Furthermore, an examination of cfPWV across five studies showed no significant increase in cfPWV among women with HDP, demonstrating a MD of 0.70 with a 95% CI of [−0.10–1.49] (see Figure 12B). The heterogeneity was again high at 93%, and this analysis involved 243 patients (105 with HDP and 138 normotensive).

Two studies focused on AIx in patients with HDP compared to normotensive controls (12, 27) (see Figure 13A). The results indicated a significant increase in AIx for women with HDP, with a MD of 6.85 and a 95% CI of [5.31–8.39]. The heterogeneity among these studies was low at 40%. This analysis included a total of 137 participants, with 67 diagnosed with HDP and 70 who were normotensive. In one study, the AIx remained significantly elevated after adjusting for heart rate, with a MD of 7.50 and a 95% CI of [0.68–8.92] (12).

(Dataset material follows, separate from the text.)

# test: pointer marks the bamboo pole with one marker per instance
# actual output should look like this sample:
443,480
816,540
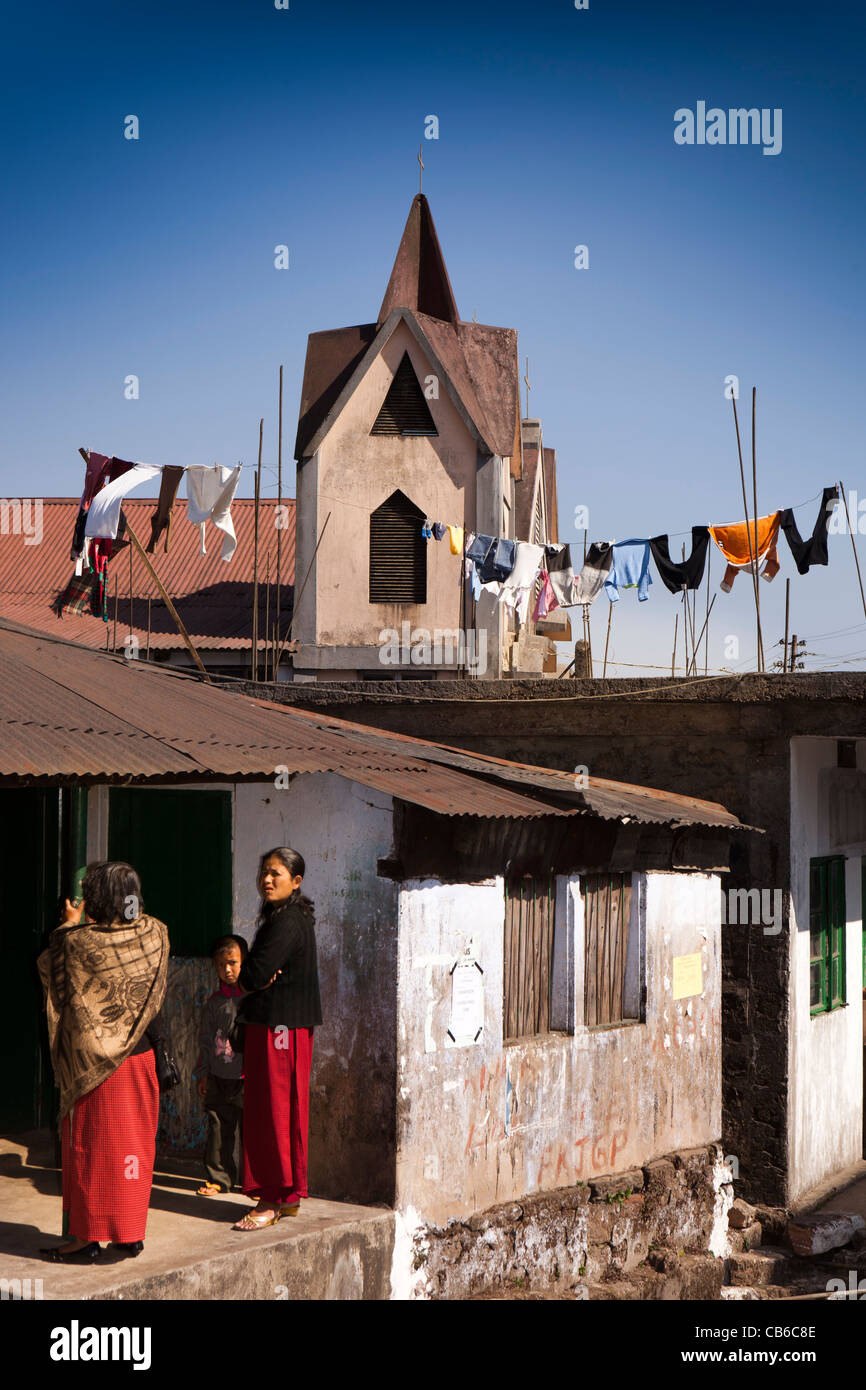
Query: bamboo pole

Four studies analysed cfPWV in the context of HDP, reporting a significant increase in cfPWV among affected women, with a MD of 0.59 and a 95% CI of [0.35–0.82] (12, 23, 27, 28). No statistical heterogeneity was observed in this analysis (see Figure 13B). This part of the analysis comprised 305 individuals (223 with HDP and 203 normotensive controls).

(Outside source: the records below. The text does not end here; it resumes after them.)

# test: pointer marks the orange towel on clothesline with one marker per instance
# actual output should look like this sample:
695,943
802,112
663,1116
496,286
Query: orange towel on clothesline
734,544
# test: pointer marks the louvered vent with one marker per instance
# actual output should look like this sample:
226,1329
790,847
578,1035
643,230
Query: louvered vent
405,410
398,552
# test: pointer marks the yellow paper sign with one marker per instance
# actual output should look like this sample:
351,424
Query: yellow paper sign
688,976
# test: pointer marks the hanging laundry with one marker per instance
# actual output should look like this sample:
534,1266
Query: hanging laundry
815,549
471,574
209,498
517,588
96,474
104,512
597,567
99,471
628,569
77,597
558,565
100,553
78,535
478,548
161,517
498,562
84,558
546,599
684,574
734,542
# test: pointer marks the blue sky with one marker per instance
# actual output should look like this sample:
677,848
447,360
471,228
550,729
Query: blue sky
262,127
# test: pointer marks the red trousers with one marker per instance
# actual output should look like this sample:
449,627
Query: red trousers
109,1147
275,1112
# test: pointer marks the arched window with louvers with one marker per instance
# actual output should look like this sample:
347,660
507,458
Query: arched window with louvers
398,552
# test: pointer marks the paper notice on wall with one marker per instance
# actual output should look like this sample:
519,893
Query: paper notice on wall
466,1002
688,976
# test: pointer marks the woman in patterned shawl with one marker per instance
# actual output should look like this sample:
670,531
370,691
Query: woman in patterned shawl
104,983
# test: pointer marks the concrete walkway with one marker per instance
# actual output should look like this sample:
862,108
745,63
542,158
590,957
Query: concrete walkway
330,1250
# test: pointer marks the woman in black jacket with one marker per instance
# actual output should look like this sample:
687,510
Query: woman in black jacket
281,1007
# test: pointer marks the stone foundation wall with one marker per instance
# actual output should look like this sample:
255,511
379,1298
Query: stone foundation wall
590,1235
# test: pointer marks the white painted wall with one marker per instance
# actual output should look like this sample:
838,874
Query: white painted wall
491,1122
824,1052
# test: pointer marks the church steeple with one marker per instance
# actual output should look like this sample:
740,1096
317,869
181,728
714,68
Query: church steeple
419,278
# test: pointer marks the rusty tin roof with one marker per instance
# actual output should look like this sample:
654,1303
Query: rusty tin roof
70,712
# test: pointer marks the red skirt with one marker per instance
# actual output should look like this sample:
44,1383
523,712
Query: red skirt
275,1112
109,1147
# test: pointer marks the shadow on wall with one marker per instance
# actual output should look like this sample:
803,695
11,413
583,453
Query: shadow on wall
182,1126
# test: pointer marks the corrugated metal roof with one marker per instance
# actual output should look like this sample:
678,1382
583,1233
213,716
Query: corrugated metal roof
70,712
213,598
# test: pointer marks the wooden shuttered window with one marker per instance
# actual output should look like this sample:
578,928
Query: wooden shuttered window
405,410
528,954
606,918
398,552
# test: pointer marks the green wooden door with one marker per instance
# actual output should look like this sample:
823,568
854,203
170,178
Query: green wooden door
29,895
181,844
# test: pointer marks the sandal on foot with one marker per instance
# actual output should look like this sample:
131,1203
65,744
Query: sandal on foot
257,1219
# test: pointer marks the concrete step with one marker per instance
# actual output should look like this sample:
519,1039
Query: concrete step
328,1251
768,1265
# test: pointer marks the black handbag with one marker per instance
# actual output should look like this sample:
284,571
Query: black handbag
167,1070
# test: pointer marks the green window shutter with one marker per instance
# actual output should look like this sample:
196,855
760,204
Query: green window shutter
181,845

This review had a limited number of studies, which could introduce bias. Additionally, a high level of heterogeneity was observed in most group analyses. However, assessments using the NOS revealed a low risk of bias in all studies, with the GRADE framework rating the evidence as moderate to high certainty. Furthermore, the review adhered to the PRISMA-P guidelines, and a comprehensive search was performed across several databases.